We are using ADAM optimizer, binary crossentropy loss function (as we are predicting labels either 0 or 1), and evaluting the model performance based on its accuracy on the labels.

In [35]:
model.compile(optimizer='adam', loss=tf.keras.losses.BinaryCrossentropy(from_logits=True), metrics=['accuracy'])

In [36]:
history = model.fit(train_data.shuffle(10000).batch(512), epochs=10,
                    validation_data=validation_data.batch(512), verbose=1)

Epoch 1/10


  '"`binary_crossentropy` received `from_logits=True`, but the `output`'


Epoch 2/10
Epoch 3/10
Epoch 4/10
Epoch 5/10
Epoch 6/10
Epoch 7/10
Epoch 8/10
Epoch 9/10
Epoch 10/10


I had to look into the tf.data.Dataset documentation to understand what was going on when we batched a tf dataset, as I thought that it was only evaluating 512 test_data examples and not all the test data.

In [37]:
dataset = tf.data.Dataset.range(8)
dataset = dataset.batch(3) #or with batch shuffle ---dataset = dataset.shuffle(3).batch(3)
list(dataset.as_numpy_iterator())

[array([0, 1, 2]), array([3, 4, 5]), array([6, 7])]

Evaluating Model Performance on the Test Dataset

In [38]:
results = model.evaluate(test_data.batch(64), verbose=1)

for name, value in zip(model.metrics_names, results):
  print("%s: %3f" % (name, value))

loss: 0.375324
accuracy: 0.860400


# We can see that the model performed pretty well on the test_data and scores ~85%. Thats pretty good! Hopefully with some improvements in the model structure, and the embedding layer we can make a model that scores >90%!

# ---



Finally, we have a trained model and can pass unseen data into the model to make predictions. As the final layer of the model uses a sigmoid activation function the output will be mapped between 0-1.
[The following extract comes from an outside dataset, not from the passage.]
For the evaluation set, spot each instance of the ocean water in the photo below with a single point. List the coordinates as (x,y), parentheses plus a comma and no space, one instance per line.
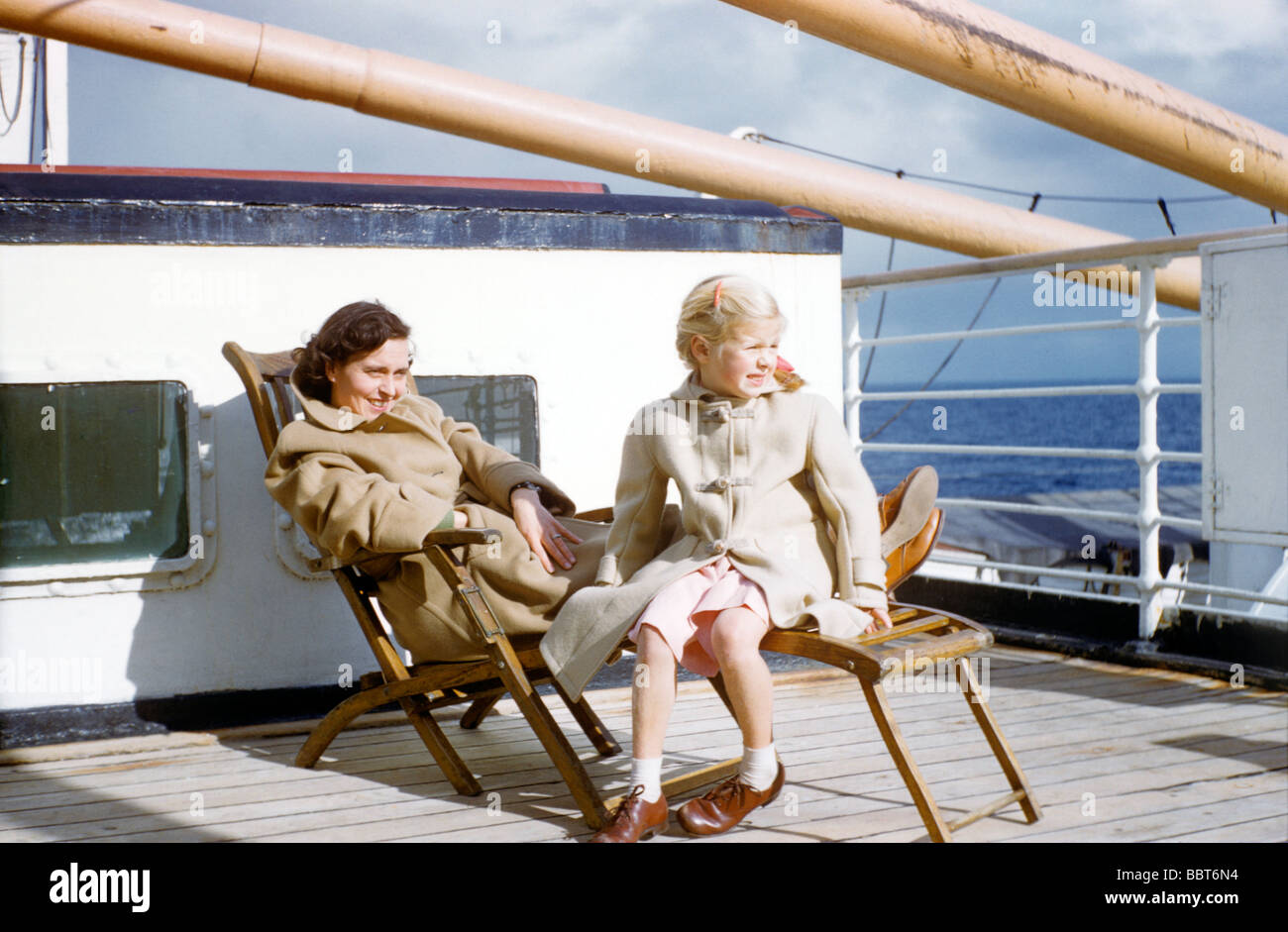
(1098,421)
The output of the model is a prediction on the likelihood that the text is a positive review.

In [39]:
examples = [
            'this is such an amaxing movie!', #this is same sentence tried earlier
            'The movie was great',
            'The movie was decent',
            'The movie was okies',
            'The movie was so awful and terrible....'
]

In [41]:
#tf.sigmoid maps values between 0 - 1
#tf.constant creates a tensor from a tensor-like object

original_results = model(tf.constant(examples))

for (x, y) in zip(original_results, examples):
  print("Input: {} --- {:.2f}".format(y, *[0]))


Input: this is such an amaxing movie! --- 0.00
Input: The movie was great --- 0.00
Input: The movie was decent --- 0.00
Input: The movie was okies --- 0.00
Input: The movie was so awful and terrible.... --- 0.00


Saving the model weights so we can use the model in the future

In [42]:
model.save_weights("keras_NLP_basic_weights.h5")

Closing Thoughts

I would like to experiment with Tensorflow using a lower level API, and not relying on the higher level API in Keras.

That being said, Keras is amazing at prototyping and getting started on a wide range of machine learning problems. I think it is beneficial to start with keras to get a sense of the problem you are working with, and then work down from there. I think it would be interesting to mess with other embedding layers, create a custom embedding layer, experiment with different model structures, and training parameters.